The company also rolled out a slew of services combining wireless technology with credit cards, such as the Smart Wallet that saves plastic membership cards on the phone and T Smart Pay, which customers can carry to a discount store to get discount coupons and make purchases.
"Among many convergence services between telecom and finance, mobile credit cards are what we see as the biggest possibility," said Jang Do-hyun, a manager at SK Telecom's commerce team by phone. "What customers carry around in their wallets -- credit cards, checking cards, membership cards -- they will all fit in your cell phone."

   Telecom giant KT Corp., which trails SK Telecom in the wireless market, last month launched a trial service of a similar mobile payment system, Show Touch, in partnership with the country's leading credit card firm Shinhan Card Co.
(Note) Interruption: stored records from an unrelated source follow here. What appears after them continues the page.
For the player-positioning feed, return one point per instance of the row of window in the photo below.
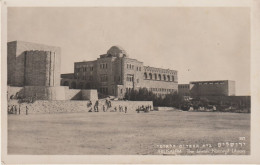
(130, 66)
(211, 83)
(184, 86)
(103, 66)
(161, 90)
(84, 77)
(84, 69)
(158, 77)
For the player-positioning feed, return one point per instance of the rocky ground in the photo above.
(162, 132)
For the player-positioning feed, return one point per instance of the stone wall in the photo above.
(13, 90)
(45, 93)
(70, 106)
(73, 94)
(16, 59)
(52, 93)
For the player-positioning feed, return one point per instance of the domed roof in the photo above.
(117, 51)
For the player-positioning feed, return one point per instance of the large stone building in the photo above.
(31, 64)
(208, 88)
(33, 70)
(114, 73)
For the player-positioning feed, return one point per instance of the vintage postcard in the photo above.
(121, 82)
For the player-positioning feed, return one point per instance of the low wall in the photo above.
(13, 90)
(164, 108)
(132, 104)
(90, 94)
(45, 93)
(53, 93)
(66, 106)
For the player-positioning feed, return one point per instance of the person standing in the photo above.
(125, 109)
(19, 109)
(26, 108)
(104, 108)
(15, 109)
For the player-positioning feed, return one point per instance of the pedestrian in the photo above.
(19, 109)
(8, 109)
(26, 110)
(104, 108)
(12, 109)
(15, 109)
(96, 106)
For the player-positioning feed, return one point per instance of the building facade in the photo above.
(31, 64)
(114, 73)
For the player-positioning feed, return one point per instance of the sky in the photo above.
(207, 43)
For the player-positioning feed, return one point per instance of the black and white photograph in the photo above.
(131, 81)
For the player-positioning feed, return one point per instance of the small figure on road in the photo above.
(125, 109)
(26, 110)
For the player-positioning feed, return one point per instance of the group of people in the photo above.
(106, 107)
(144, 108)
(13, 109)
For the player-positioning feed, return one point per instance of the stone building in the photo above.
(115, 73)
(208, 88)
(31, 64)
(185, 89)
(33, 70)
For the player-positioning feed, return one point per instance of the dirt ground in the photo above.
(110, 133)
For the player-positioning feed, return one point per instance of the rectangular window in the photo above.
(130, 77)
(103, 78)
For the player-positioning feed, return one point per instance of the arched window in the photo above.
(88, 86)
(145, 75)
(81, 85)
(73, 85)
(66, 83)
(155, 76)
(150, 76)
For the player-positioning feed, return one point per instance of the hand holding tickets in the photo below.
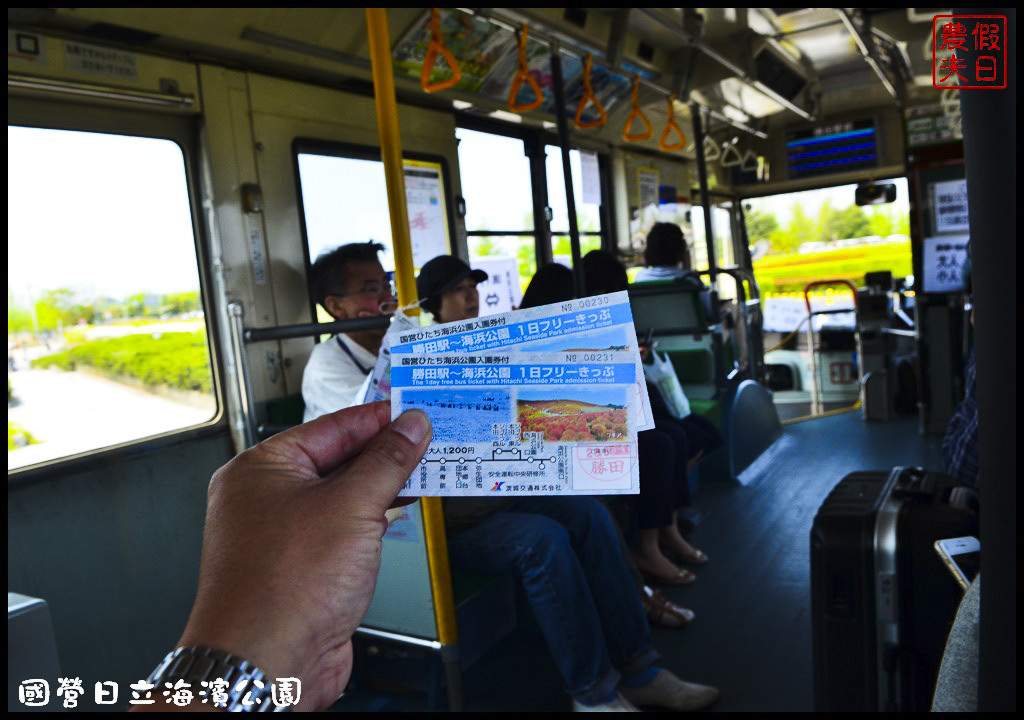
(540, 401)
Show Touch also aims to eventually steer customers to ditch wallets for hand-held smartphones that carry all they need to go to a movie, buy groceries or eat in a restaurant.

   The U.S.-based market researcher JuniperResearch forecasts that the mobile payment service market will explode from US$170 billion this year to $630 billion in 2014. Although mobile payment came belatedly compared with its neighbor Japan, South Korea has seen the fastest growth of the smartphone market, which is widely expected to surge to 5 million units this year, an increase of about 10-fold from last year.
But there are challenges for mobile payment to become a widespread form of payment. The number of retailers that have embraced the mobile payment system lags far behind the well-established networks of plastic card settlement, giving few incentives to customers to discard plastic cards and apply for a new mobile card.

   Of retailers in South Korea that accept credit cards, only 1 percent of have adopted a mobile card payment system. For this reason, the initial response to mobile payment remains lukewarm, with Hana SK Card garnering some 20,000 customers for Touchseven as of May.

   But the trend is inevitable, and the current move by the telecom industry is different from the past decade, when they dabbled in and withdrew mobile payment services after failing to lure users.

   "Telecom companies tussled with financial companies in their previous attempts to venture into the finance industry," said Kim Nam-hoon, a researcher at Hana Institute of Finance. "But the emergence of smartphones has catalyzed the convergence move, and with faster-than-expected market growth, they see new markets opening up both in mobile payment and mobile commerce."

   KT, the exclusive local contractor of Apple Inc.'s iPhone, said smartphones have turned the table so other sectors are now showing greater interest in partnering with telecom companies, its spokesman said.
Moreover, as smartphones become a more popular gateway for accessing the Web, business and commercial activities that rely on smartphones are predicted to spread as well.

   "Mobile banking is the base of all commercial activities using mobile devices," said Hana Institute's Kim. "Overall, it is an inevitable trend that mobile finance and commercial activities will grow."